Saturday, December 14, 2013

What Have I Done?

Oh my God, I’m stuck in LAX’s American Airlines Ambassador Lounge. Please Lord, I promise never to do whatever sinful thing had you cast me into this ring of Frequent Flyer hell.


Okay, I briefly lived here (LA, not the airport) and been here countless times, but it’s like an allergy, the more you’re exposed to the antigens, the more intense the reaction.

It’s not the people in LA that trigger this reaction, for most of the people in airport lounges are from other places, and it’s certainly not the weather (beautiful today after frigid for my stay).  I guess it’s the attitude that seems to possess all who come here on business, be it for a week, a year, or a lifetime:  I AM IMPORTANT AND YOU SHOULD KNOW ME.

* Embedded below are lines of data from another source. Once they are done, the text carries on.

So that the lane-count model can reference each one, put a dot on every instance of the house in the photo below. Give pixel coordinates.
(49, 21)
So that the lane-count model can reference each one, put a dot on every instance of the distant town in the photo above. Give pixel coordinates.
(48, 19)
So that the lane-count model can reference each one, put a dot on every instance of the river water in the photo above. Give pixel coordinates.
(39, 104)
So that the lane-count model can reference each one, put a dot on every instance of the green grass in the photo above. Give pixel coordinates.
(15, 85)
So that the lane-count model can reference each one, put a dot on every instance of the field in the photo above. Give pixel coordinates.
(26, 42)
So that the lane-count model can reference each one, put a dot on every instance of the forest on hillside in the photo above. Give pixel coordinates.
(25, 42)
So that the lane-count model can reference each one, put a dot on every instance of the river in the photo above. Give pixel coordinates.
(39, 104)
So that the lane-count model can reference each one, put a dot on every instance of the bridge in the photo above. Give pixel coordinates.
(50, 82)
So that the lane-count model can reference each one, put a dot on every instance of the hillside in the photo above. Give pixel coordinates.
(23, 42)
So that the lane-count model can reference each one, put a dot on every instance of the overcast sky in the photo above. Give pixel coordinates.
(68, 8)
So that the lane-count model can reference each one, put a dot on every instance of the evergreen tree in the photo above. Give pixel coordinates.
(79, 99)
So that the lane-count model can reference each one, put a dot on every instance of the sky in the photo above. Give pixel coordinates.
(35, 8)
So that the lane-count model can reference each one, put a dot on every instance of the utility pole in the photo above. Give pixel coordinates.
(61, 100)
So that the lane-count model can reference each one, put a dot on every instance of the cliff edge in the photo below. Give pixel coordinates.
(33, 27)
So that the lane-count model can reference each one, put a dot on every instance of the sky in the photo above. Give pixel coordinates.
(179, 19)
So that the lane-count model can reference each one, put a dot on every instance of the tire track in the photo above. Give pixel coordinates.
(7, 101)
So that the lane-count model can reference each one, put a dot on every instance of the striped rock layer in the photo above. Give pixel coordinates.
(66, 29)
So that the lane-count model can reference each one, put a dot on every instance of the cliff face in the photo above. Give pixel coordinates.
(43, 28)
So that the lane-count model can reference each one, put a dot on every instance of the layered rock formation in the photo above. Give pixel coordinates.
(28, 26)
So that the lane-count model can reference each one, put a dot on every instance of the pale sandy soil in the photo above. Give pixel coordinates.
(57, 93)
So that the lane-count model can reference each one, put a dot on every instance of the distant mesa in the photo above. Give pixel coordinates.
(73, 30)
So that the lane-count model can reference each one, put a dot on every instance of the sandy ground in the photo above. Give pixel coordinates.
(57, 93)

Why must so many speak at pane-shaking decibel levels to a travelling companion or phonemate of matters requiring a flood of acronyms, single names, and mega-numbers in every sentence.   And if the focus of discussion is not all about The Biz, it’s about the latest software deal.  Then again, I guess today software is the entertainment world.

There is a commonality to the men in the mix: blue jeans.  Everyone wears them.  The under-thirty tend to add a tee-shirt and tennis shoes, the next decade of wearers go for the more distinguished blue oxford-cloth dress shirt, fancy leather loafers and dark-blue suit jacket.  Above forty it’s a mixed bag adding in, for some, brown shoes and dark cashmere v-necks.  But always the jeans. 

By far, the women are more eclectic in their dress. Of course there are the all-black slacks, turtleneck, shoes, hair, and cat-eye frames crowd, and a couple of I-want-to-be-discovered-like-Lana-Turner-types, but by and large the woman are typical of what you see (and hear) in any airport lounge.  It’s the men who really put on the show here.  Maybe that’s why I’ve heard LA women say, “LA is a man’s town” and go on to say how much more they prefer Chicago.  Obviously they’ve never been to Pittsburgh.

Discovered at a soda fountain

I just looked up.  They’re all gone. The jeans folk have fled! Was it something I said? Maybe it was the cowboy boots.  Though I am in jeans. Aha, I’ve got it.  It must be the raincoat and fedora I carry to bridge weather ranges between -5F in Minneapolis and 75F in Houston (hopefully).  It doesn’t fit with the all’s forever sunny image of the place. Oh, well, I’ll be out soon, assuming my delayed plane to Denver ever takes off and hasn’t—like so many other visitors—decided to remain permanently in LA-LA land.

Ah, a voicemail message from American Airlines on my phone. I must have missed the ring while in my writing zone.  Time to gather up the things, check the board for the new departure gate, and mosey on out of town. But fear not LA, I’ll be back soon. There’s no place like you and….

My flight was just cancelled.



  1. Replies
    1. Yeah, I should have known better; pink, (imitation) kitty-kat fur was too much with the fedora.

  2. Cowboy boots? COWBOY BOOTS? What the hell happened to the 6-inch stiletto heels??? Sheesh. No wonder they scorned you in LA-LA! And what happens if there's a zombie break-out while you're passing through???

  3. My boots were made for walkin' and that's just what they'll do, straight over Zombies, too. You see, Everett, they're not a Tony Lama, but George Romero design.

  4. Wasn't the boots, or anything else you were wearing. Jeff, you were over 60 and in L.A.

    You were invisible.

    1. I should be so lucky. Then it wouldn't matter if the clothes fit.

  5. I think we need to see a photo of the boots in question.

    1. Luke, I'll take a photo and send it to you as I get the boots back from Lady Gaga.